Das Grundproblem: Die meisten Federgabeln an günstigen Kinderrädern arbeiten mit einer Stahlfeder. Diese Feder ist auf ein bestimmtes Gewicht ausgelegt – meistens auf einen Erwachsenen oder zumindest auf jemanden mit 40+ Kilo. Ein Kind, das 20 oder 25 Kilo wiegt, ist schlicht zu leicht, um die Feder überhaupt zu komprimieren. Die Gabel bewegt sich kaum, das Kind spürt keinen Unterschied – aber das Rad wiegt locker ein Kilo mehr.

Dazu kommt: Billige Stahlfedergabeln haben oft keine Dämpfung (sogenannte Zugstufe). Ohne Zugstufe schnellt die Gabel nach jedem Schlag unkontrolliert zurück. Das macht das Fahrverhalten nicht besser, sondern schlechter. Statt Kontrolle bekommt dein Kind ein bockendes Vorderrad.

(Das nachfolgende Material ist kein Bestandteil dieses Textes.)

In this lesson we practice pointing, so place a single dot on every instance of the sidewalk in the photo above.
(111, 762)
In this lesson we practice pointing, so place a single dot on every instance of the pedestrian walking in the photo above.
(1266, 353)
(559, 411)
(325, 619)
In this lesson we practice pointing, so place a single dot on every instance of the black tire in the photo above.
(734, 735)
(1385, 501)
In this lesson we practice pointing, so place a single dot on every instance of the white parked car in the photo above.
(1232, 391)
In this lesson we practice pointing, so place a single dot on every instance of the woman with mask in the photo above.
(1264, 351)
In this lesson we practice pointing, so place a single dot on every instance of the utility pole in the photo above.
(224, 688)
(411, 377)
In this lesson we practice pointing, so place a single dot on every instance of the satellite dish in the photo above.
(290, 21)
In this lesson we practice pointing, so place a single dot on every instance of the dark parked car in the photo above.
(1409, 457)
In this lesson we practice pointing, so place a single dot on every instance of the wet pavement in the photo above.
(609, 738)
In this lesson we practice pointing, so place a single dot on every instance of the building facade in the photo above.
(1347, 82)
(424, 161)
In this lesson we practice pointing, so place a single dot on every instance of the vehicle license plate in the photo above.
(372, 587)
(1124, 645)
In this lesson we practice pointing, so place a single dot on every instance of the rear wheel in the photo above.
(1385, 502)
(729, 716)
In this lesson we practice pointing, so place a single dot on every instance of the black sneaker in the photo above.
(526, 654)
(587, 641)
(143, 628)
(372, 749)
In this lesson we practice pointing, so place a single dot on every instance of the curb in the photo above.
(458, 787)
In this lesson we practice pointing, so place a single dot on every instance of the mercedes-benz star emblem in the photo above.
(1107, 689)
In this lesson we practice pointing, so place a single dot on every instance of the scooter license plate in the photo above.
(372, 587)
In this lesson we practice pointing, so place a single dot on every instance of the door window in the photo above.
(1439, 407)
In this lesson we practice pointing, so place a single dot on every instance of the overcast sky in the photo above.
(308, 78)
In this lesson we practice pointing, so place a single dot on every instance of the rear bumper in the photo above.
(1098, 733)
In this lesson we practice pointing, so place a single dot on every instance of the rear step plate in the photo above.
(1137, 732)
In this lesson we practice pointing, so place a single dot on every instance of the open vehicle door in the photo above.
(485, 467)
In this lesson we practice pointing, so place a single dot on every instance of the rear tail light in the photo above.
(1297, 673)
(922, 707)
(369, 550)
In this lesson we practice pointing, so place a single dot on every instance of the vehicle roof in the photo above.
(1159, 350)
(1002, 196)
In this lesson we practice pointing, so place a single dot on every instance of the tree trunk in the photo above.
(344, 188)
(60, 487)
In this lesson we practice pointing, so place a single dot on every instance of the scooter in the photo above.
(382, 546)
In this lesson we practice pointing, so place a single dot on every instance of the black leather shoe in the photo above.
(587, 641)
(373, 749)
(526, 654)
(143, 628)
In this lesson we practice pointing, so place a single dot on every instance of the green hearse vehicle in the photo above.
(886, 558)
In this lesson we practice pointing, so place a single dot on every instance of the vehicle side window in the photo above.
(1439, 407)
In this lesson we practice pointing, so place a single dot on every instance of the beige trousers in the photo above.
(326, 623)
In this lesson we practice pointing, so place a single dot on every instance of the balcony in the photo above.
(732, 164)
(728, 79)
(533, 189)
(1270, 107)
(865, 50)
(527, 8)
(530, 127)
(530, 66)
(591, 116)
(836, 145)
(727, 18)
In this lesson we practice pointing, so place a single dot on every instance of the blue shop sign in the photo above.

Kurz gesagt: Eine schlechte Federgabel ist schlimmer als gar keine.

Ab wann eine Federgabel Sinn macht

Drei Bedingungen müssen zusammenkommen:

1. Körpergewicht: Dein Kind sollte mindestens 20–25 kg wiegen, damit eine Federgabel überhaupt spürbar anspricht. Darunter verpufft die Wirkung – und du trägst nur Extragewicht den Berg hoch.

2. Fahrkönnen: Dein Kind fährt sicher im Stehen, kann Gewicht verlagern und ist nicht mehr in der „Ich lerne gerade Fahrradfahren"-Phase. Wer gerade erst den Dreh raus hat, profitiert mehr von einem leichten, direkten Rad als von einer Federung.

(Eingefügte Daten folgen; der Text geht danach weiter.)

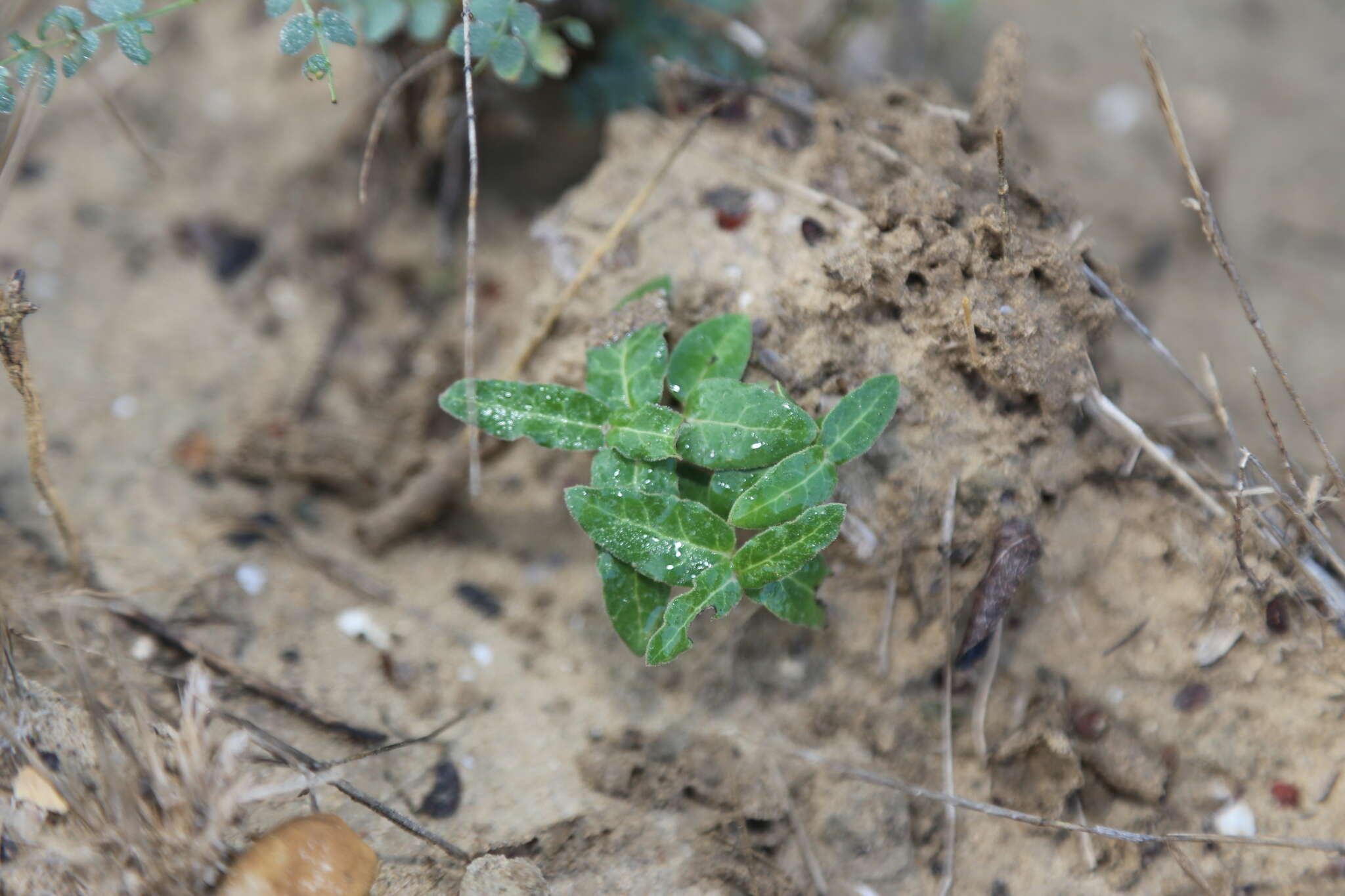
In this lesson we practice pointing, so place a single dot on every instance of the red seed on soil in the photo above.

3. Gelände: Sobald Wurzeln, Schotter und ruppige Waldwege regelmäßig auf dem Programm stehen, spielt eine gute Federgabel ihre Stärken aus. Auf Asphalt und Radwegen bringt sie nichts.

In der Praxis heißt das: Für die meisten Kinder auf einem 16-Zoll-Rad ist eine Federgabel überflüssig. Ab 20 Zoll wird's eine echte Abwägung. Und ab 24 Zoll ist sie für aktive Kids im Gelände fast Pflicht.

Starrgabel – kein Nachteil, sondern ein Trainingsgerät

Viele Eltern denken: keine Federung = weniger Komfort = schlechteres Rad. Das stimmt so nicht.

Eine Starrgabel hat einen großen Vorteil, der oft übersehen wird: Sie schult die Fahrtechnik. Ohne Federung muss dein Kind lernen, Unebenheiten aktiv mit den Armen abzufangen, die richtige Linie zu wählen und das Gewicht zu verlagern. Das klingt anspruchsvoll, passiert aber intuitiv – und es macht Kinder zu besseren Fahrern.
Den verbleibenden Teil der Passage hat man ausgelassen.